Alithea Binnie (Tilda Swinton) est narratologue, spécialiste donc des techniques pour raconter une histoire dans les œuvres littéraires. Célibataire, solitaire, rêveuse, elle observe le monde avec scepticisme, mais les circonstances l’amèneront à rencontrer un djinn sorti d’un vieux flacon. Un génie interprété par Idris Elba, qui avant de lui accorder ses trois vœux traditionnels, lui raconte via des flashbacks spectaculaires son histoire façon Les mille et une nuits.

George Miller adapte ici un roman de l’anglaise Antonia Susan Byatt : « Il a toujours fallu que nous rendions le monde compréhensible, lui qui a toujours été imprévisible, perturbant, mystérieux. Ces histoires étaient fondamentales il y a très longtemps, et on continue à en raconter aujourd’hui, même si elles sont parfois fausses, ou toxiques, cela fait partie du même processus », souligne le réalisateur. 

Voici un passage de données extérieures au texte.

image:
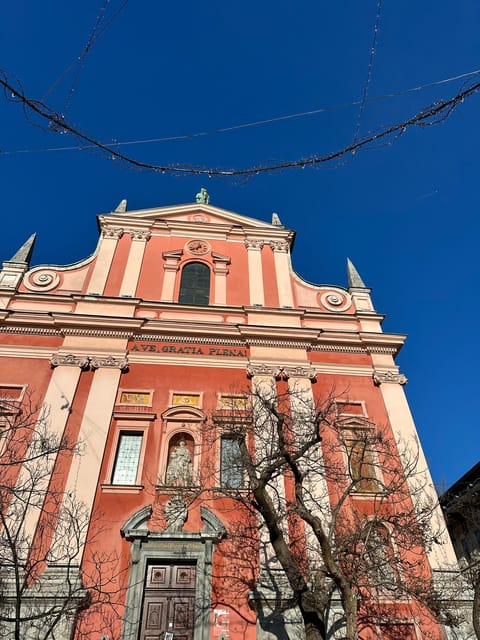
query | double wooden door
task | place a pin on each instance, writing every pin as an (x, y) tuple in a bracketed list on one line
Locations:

« Nous devions écrire des histoires, des contes, des récits, pour rendre le monde cohérent. Si on ne l’avait pas fait, on n’aurait sans doute pas survécu, faute de protection face au monde. »

à franceinfo

Un univers visuel pas toujours de bon goût

Deux périodes vont alors se superposer et se répondre dans le film : le passé du génie, qui nous transporte à l’époque de la Reine de Saba, au Xe siècle avant Jésus-Christ, jusqu’au sultan ottoman Soliman le Magnifique, au  XVIe siècle, et cette conversation, aujourd’hui, dans une chambre d’hôtel entre Alithea et son djinn, qui finiront par s’éprendre l’un de l’autre.

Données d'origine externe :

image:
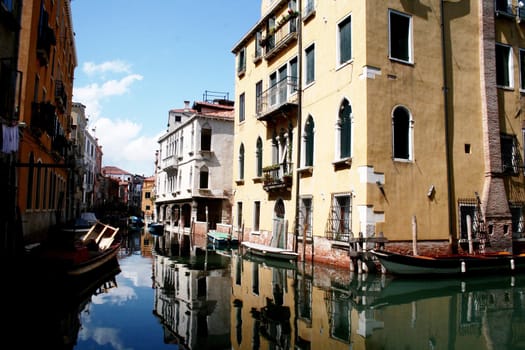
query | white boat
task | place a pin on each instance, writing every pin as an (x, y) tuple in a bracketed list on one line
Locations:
[(269, 251)]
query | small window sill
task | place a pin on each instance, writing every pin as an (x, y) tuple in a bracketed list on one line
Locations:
[(306, 171), (342, 163)]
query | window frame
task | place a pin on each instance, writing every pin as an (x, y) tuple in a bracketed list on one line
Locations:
[(241, 161), (340, 61), (241, 61), (408, 41), (309, 142), (309, 66), (256, 216), (521, 55), (508, 63), (408, 139), (242, 107), (342, 133)]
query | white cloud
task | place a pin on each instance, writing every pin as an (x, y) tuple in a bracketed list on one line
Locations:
[(116, 66), (123, 145), (92, 95)]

Une situation qui selon Tilda Swinton poussera son personnage à s’ouvrir, et ne plus croire qu’elle se suffit à elle-même pour exister : « Elle a cette fierté, cette dignité, quand elle dit qu’elle n’a pas besoin de faire un vœu, qu’elle est satisfaite. Parce qu’un vœu serait quelque chose qu’elle ne maîtrise pas, et ne pourrait pas réparer. Elle a vécu presque toute sa vie en se privant de dépendre des autres, elle est autonome, se suffit à elle-même, mais d’une certaine façon c’est aussi sa faiblesse. Ce qu’elle a fermé en elle s’ouvre lorsqu’elle rencontre le djinn. »

Et s’il faut rendre hommage à George Miller, 77 ans, pour faire ce genre de films originaux et ambitieux qu’Hollywood ne produit plus ou presque, le résultat laisse un sentiment mitigé, avec des tableaux visuels pas toujours du meilleur goût et un Idris Elba rarement juste.